Friday, January 30, 2009

The French Semester CD Release Show

I thought Wednesday night (January 28, 2009) would be a great chance to catch up with The French Semester at their CD release event at the Silverlake Lounge, and also to see Tigers Can Bite You and Divisadero, who I don't see enough.

I'm especially glad I went as The French Semester and Dividadero are Isgoodbands and as Jon Hershfield has pointed out on his site, Jan 22nd post, Isgoodmusic, I am going to be contributing coverage of the Isgoodbands show that I attend. Which are plentiful! I really look forward to this opportunity. The home page is here: Isgoodmusic

Tigers Can Bite You are just a band of three but their sound is huge. Lead singer, Dave, makes his guitar sound like at least two or three guitars, jangling away beautifully while Cindy provides a dense undercurrent of throbbing, pulsing bass with her keyboards which filled every particle of space, both inside and outside the head, making me feel like I was underwater. And none of it would make any sense were it not for the steady drumming of Andrew, which gave the whole thing definition and direction.

Their songs are short, tight and to the point. Nothing sounds superfluous and yet their sound is grand in scope.
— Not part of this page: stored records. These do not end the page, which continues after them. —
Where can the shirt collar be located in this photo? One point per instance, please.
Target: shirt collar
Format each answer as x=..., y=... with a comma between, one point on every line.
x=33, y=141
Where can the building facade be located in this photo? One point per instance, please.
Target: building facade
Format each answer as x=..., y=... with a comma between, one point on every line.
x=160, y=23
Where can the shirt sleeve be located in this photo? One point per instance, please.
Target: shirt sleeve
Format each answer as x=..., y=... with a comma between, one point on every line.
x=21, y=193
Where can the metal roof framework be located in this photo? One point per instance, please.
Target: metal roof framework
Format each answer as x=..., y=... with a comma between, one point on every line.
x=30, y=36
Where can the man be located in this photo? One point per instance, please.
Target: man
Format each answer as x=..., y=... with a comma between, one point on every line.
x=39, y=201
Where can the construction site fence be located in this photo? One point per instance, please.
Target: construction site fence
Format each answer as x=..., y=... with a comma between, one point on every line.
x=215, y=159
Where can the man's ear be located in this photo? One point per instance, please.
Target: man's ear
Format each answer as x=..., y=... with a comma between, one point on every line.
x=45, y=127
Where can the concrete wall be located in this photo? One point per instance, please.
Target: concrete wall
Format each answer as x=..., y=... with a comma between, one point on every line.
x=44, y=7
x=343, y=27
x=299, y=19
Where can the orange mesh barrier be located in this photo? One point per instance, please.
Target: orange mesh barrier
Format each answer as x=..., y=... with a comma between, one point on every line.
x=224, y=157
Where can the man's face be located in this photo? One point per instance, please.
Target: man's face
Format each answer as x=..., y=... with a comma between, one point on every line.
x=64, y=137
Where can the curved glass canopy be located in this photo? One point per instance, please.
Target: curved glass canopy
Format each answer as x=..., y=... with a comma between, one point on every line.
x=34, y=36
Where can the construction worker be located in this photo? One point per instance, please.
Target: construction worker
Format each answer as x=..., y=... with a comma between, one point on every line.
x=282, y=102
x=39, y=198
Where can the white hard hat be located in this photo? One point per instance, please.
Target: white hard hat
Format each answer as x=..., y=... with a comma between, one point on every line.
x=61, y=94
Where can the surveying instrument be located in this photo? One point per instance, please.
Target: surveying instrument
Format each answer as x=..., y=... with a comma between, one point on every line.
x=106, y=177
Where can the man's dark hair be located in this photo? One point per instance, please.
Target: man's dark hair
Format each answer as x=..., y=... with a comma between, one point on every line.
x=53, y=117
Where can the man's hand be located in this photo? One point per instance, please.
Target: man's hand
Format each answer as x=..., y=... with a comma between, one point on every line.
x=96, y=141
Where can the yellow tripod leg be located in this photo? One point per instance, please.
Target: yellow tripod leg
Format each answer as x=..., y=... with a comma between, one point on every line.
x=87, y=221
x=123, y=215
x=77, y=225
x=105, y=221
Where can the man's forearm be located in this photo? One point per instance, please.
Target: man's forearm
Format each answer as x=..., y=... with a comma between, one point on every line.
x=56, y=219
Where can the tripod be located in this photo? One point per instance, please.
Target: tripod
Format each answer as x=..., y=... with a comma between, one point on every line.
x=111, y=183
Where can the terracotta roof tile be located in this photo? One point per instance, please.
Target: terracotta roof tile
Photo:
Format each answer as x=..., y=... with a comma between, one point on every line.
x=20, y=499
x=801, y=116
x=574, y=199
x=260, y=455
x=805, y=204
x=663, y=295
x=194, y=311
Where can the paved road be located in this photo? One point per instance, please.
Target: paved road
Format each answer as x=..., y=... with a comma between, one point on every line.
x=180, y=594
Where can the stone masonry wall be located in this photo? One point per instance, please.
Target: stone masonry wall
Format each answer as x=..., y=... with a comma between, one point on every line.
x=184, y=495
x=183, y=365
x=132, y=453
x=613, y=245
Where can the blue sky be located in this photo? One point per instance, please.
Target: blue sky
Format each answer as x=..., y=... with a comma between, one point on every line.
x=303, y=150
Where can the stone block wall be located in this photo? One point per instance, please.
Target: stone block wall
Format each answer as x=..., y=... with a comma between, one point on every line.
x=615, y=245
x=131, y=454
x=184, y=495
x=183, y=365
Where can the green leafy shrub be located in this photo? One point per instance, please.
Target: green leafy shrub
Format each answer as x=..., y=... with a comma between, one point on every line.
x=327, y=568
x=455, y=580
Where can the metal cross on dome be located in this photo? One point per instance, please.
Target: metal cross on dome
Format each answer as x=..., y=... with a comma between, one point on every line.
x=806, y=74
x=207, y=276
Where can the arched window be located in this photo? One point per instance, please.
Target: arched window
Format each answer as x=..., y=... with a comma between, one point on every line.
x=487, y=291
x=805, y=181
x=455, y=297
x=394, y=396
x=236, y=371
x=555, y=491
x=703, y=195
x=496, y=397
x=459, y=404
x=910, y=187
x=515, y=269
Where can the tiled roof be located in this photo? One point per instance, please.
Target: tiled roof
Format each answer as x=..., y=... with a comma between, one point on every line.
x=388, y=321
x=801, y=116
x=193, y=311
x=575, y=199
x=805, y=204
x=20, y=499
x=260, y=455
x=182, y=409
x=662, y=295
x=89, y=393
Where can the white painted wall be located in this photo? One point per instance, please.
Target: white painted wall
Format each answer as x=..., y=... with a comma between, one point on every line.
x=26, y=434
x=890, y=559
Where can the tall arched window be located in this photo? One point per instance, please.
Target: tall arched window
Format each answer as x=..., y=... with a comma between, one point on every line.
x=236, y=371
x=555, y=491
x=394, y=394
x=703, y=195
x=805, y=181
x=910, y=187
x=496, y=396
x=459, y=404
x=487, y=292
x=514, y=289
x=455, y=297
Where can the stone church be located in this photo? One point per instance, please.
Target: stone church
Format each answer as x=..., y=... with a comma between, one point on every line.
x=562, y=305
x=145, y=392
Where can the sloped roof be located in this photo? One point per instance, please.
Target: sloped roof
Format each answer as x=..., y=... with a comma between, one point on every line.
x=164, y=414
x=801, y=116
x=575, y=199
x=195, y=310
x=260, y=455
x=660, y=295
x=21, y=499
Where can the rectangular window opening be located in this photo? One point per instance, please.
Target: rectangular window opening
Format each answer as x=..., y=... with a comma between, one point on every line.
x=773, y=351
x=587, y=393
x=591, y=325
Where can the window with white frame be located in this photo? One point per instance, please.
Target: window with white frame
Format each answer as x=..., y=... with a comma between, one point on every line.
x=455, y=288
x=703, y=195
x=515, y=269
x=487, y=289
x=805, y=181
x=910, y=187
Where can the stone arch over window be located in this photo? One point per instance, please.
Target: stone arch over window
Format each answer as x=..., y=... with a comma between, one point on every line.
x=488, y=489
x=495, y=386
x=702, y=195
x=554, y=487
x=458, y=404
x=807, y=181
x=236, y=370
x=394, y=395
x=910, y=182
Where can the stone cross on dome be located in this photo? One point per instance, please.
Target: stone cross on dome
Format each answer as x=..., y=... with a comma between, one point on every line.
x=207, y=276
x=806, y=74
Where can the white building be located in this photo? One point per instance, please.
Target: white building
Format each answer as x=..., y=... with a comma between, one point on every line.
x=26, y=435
They are a band worth following.

And they were followed by The French Semester. I shouldn't have gone so long without knowing this band better. They play the kind of echoey, jangly rock and roll that reminds me of Southern California in the '60's (from the perspective of a snowbound East coaster, which I was at the time). The sound is of the sun and the surf and the sand.

Their music instantly transported me back to the time when rock and roll was experiencing the growing pains that occurred between The Beatles early, empty-headed pop ditties and the music that resulted after they dropped acid and became intellectuals. The years 1965 and 1966 when bands like We Five, The Turtles, The Byrds and the like were turning to folk music to try to add relevancy to the genre. The times demanded more than songs just about crooning at the moon in June, which was all popular music had been about for decades.

I was too young to understand Dylan at the time (his music was not played on commercial radio in the mid '60's) so I didn't comprehend the revolution he was spearheading. But I was exposed to more mainstream folk music through Peter, Paul and Mary, The Kingston Trio and even Joan Baez, and immediately recognized the value of socially conscious music and it's power to move people.

This isn't to say that The French Semester write political songs. Just that their music reminds me of a time when change seemed possible and necessary. Not unlike now. It's not in their lyrics, it's in the hollow, slightly haunted and distant sound of their music.

The lyrics are often cryptic and unsettling, yet always thought provoking. Riaz writes with just the right combination of irony, wit and truth. His vocal style is plain and simple, no artifice or pretension and after talking to him, I realized he sings as he speaks... naturally and without hype. It's the lyrics themselves that make your head spin, trying to wrap your brain around what he's saying.

Though evocative of the sixties, I don't want to give the impression that they're copying anyone. They have managed to carve out a niche of their own in the local contemporary scene and sound unlike anyone else. There are elements that remind me of The Brian Jonestown Massacre, or a little Grizzly Bear, some Stevenson Ranch Davidians. Even Buffalo Springfield or The Byrds. But after listening to their new CD, Good Friends Only I Could See, I'm more impressed than ever. In fact, I can't stop playing it.

I got to spend some quality time with Divisadero's Josh McCool and Pauline Lay. Josh was telling me how their CD, Lefty, came about and I am glad I got a copy because it is a beautiful piece of work.

Even though I had to get home, I wanted to stay for a part of their set and was very impressed with the sound mix, as Marco Montesclaros was able to compete with the lush orchestrations this band writes. His vocals were miked just right so the balance was even better than at the American Legion Hall last weekend.

I will be seeing Divisadero again soon at the 'Hella Hipster Hoedown' on Feb. 6, and I'm rapidly becoming hooked on their album. Turned out to be a pretty great night.